Julmara Goulart Sefstrom Universidade do Extremo Sul Catarinense – UNESC

ResumoO texto a seguir apresenta uma pesquisa desenvolvida e apresentada como monografia do curso de especialização em “Educação Estética: arte e as perspectivas contemporâneas” da Universidade do Extremo Sul Catarinense – UNESC em 2010. O trabalho aqui descrito também foi premiado no XI Prêmio Arte na Escola Cidadã no ano de 2010 na categoria Ensino Fundamental II. Foi desenvolvido com alunos da Escola de Educação Básica Ângelo Izé, situada na zona rural do município de Forquilhinha (SC) no ano letivo de 2009. Foram envolvidas quatro turmas da escola, sendo estas 6º, 7º, 8º e 9º anos. Por meio de diálogos com a diretora da escola, percebeu-se a necessidade de desenvolver um projeto aliando conceitos artísticos ao cotidiano dos alunos, pois muitos sentiam vergonha de assumir sua origem rural, não tendo consciência de seu importante papel na sociedade. A disciplina de Artes fez-se um caminho, por permitir um olhar sensível para a realidade e oportunizar subsídios para a aproximação escola-comunidade. Partindo de leituras de imagens relacionadas ao contexto rural, foram desenvolvidas ações diferenciadas em cada turma.

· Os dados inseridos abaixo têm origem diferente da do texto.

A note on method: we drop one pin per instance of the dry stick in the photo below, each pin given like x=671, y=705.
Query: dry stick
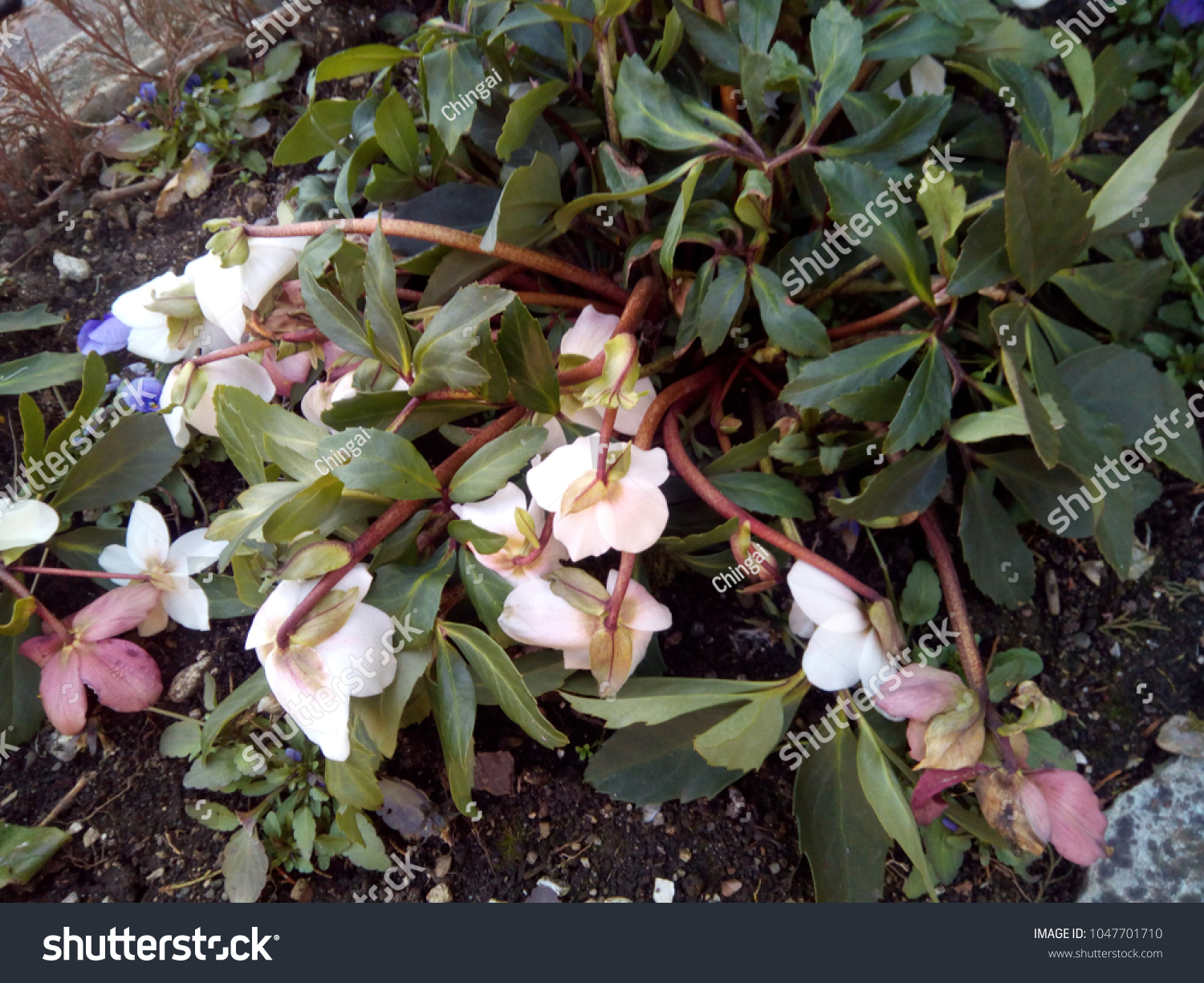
x=972, y=660
x=394, y=516
x=457, y=240
x=722, y=504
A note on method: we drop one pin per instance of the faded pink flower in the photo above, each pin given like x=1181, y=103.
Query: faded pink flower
x=122, y=674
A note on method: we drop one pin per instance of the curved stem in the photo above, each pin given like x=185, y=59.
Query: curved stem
x=457, y=240
x=951, y=586
x=722, y=504
x=393, y=518
x=18, y=588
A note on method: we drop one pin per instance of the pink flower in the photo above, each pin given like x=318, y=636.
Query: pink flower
x=123, y=675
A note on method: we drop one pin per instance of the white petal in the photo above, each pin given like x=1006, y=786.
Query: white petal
x=534, y=615
x=589, y=335
x=26, y=523
x=832, y=660
x=188, y=607
x=825, y=599
x=551, y=479
x=356, y=656
x=496, y=513
x=147, y=537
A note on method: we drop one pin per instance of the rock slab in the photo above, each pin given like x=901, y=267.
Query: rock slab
x=1155, y=831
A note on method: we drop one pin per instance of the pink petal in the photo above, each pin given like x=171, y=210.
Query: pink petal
x=920, y=693
x=116, y=612
x=123, y=675
x=925, y=802
x=1076, y=823
x=63, y=694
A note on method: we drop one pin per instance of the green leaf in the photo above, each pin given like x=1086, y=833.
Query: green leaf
x=893, y=240
x=21, y=708
x=29, y=319
x=26, y=850
x=495, y=464
x=1119, y=296
x=908, y=485
x=767, y=494
x=441, y=358
x=452, y=70
x=1047, y=216
x=984, y=257
x=744, y=739
x=250, y=692
x=1131, y=185
x=649, y=111
x=926, y=407
x=397, y=135
x=921, y=597
x=382, y=312
x=850, y=370
x=673, y=229
x=503, y=680
x=332, y=318
x=303, y=511
x=132, y=457
x=759, y=21
x=454, y=705
x=790, y=327
x=361, y=60
x=893, y=811
x=997, y=557
x=41, y=371
x=836, y=53
x=529, y=361
x=844, y=843
x=652, y=764
x=245, y=865
x=523, y=115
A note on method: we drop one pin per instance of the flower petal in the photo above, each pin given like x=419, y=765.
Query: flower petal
x=123, y=675
x=147, y=537
x=26, y=523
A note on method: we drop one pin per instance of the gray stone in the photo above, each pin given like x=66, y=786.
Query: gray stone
x=1155, y=833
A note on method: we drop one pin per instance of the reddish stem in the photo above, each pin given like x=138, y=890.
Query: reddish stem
x=951, y=586
x=467, y=242
x=392, y=518
x=722, y=504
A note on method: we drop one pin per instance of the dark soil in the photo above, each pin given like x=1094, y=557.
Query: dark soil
x=142, y=847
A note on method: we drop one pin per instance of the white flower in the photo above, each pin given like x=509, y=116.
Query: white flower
x=315, y=682
x=496, y=514
x=26, y=523
x=588, y=337
x=199, y=409
x=927, y=77
x=625, y=511
x=844, y=646
x=148, y=550
x=224, y=291
x=535, y=615
x=148, y=329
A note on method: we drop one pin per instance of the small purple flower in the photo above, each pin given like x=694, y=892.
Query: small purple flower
x=144, y=394
x=1186, y=12
x=104, y=336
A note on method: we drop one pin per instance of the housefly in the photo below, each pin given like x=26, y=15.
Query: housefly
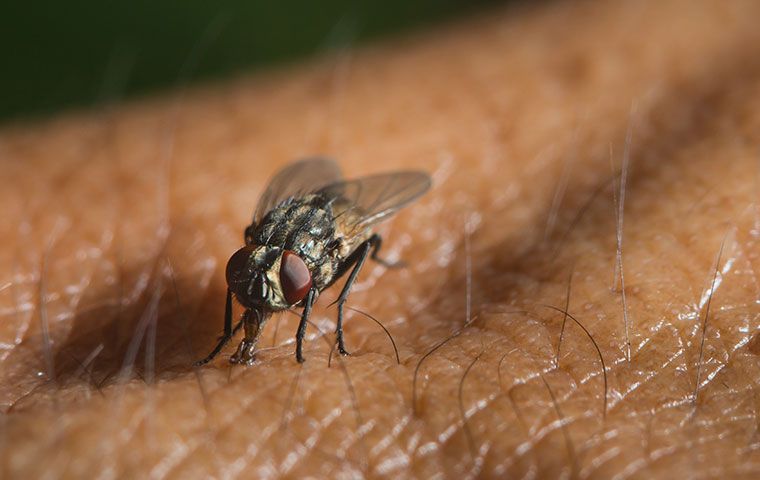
x=309, y=229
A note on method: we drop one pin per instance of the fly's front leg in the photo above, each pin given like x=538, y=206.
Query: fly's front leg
x=252, y=325
x=372, y=245
x=307, y=303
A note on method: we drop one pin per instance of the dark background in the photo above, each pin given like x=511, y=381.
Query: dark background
x=69, y=53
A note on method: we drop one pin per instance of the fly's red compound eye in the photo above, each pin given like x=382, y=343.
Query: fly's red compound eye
x=294, y=277
x=236, y=265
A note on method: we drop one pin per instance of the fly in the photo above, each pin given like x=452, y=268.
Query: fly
x=309, y=229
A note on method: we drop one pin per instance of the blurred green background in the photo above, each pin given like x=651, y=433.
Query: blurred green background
x=62, y=54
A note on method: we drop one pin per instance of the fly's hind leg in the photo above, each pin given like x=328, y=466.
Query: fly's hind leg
x=370, y=247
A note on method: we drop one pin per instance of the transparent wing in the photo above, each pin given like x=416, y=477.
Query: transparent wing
x=366, y=201
x=296, y=179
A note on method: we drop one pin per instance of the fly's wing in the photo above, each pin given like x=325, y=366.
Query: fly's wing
x=366, y=201
x=296, y=179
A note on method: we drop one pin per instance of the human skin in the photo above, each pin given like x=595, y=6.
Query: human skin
x=117, y=225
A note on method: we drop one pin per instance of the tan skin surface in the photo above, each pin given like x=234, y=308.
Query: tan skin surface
x=118, y=224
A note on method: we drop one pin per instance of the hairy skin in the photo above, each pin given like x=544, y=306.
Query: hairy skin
x=117, y=225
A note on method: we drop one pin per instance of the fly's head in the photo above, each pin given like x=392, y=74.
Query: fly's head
x=268, y=278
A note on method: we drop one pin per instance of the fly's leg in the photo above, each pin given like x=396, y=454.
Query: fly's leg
x=307, y=303
x=247, y=348
x=370, y=246
x=229, y=332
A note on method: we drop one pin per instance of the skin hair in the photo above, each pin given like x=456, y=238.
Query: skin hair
x=117, y=225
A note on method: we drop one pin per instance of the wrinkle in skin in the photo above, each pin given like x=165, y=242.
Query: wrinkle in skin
x=494, y=108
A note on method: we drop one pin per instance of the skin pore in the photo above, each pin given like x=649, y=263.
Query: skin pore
x=565, y=141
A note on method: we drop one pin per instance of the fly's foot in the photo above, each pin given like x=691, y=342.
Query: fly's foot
x=245, y=353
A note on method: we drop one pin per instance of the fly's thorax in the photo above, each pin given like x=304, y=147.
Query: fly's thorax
x=253, y=276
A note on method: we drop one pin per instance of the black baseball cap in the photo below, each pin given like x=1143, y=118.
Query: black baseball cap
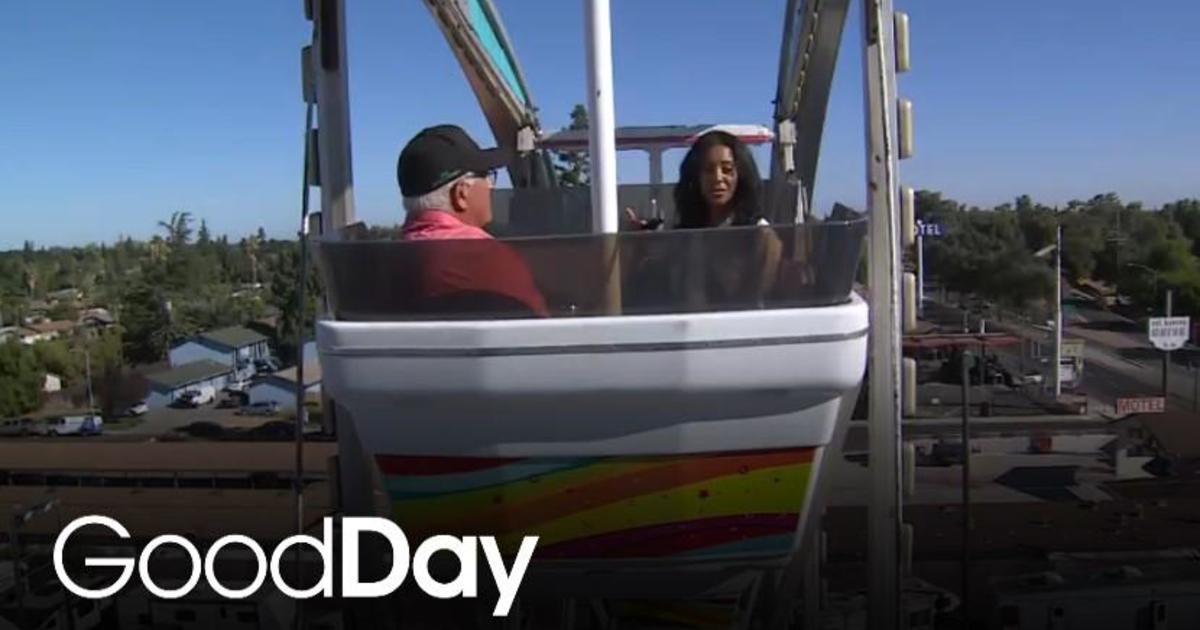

Apesar de diferenciadas, as ações dialogam entre si, pois tiveram o objetivo comum de possibilitar percursos de reflexão e criação artística que estabelecessem relações entre os conhecimentos de arte e o cotidiano dos alunos, promovendo a alfabetização estética e artística. Um dos objetivos da pesquisa também os conceitos artísticos podem ser apropriados pelos alunos a partir de experiências estéticas relacionadas a seu cotidiano. Tomo como referência o pensamento de autores como Pillar (2008), Iavelberg (2003), Ferraz e Fusari (2001), Arslan e Iavelberg (2006), entre outros, os quais defendem a importância em se considerar o contexto dos educandos nas escolhas referentes ao planejamento de ensino de arte. Os resultados demonstram que promover experiências estéticas a partir do cotidiano dos estudantes é um dos caminhos para a aprendizagem significativa dos conceitos de Arte.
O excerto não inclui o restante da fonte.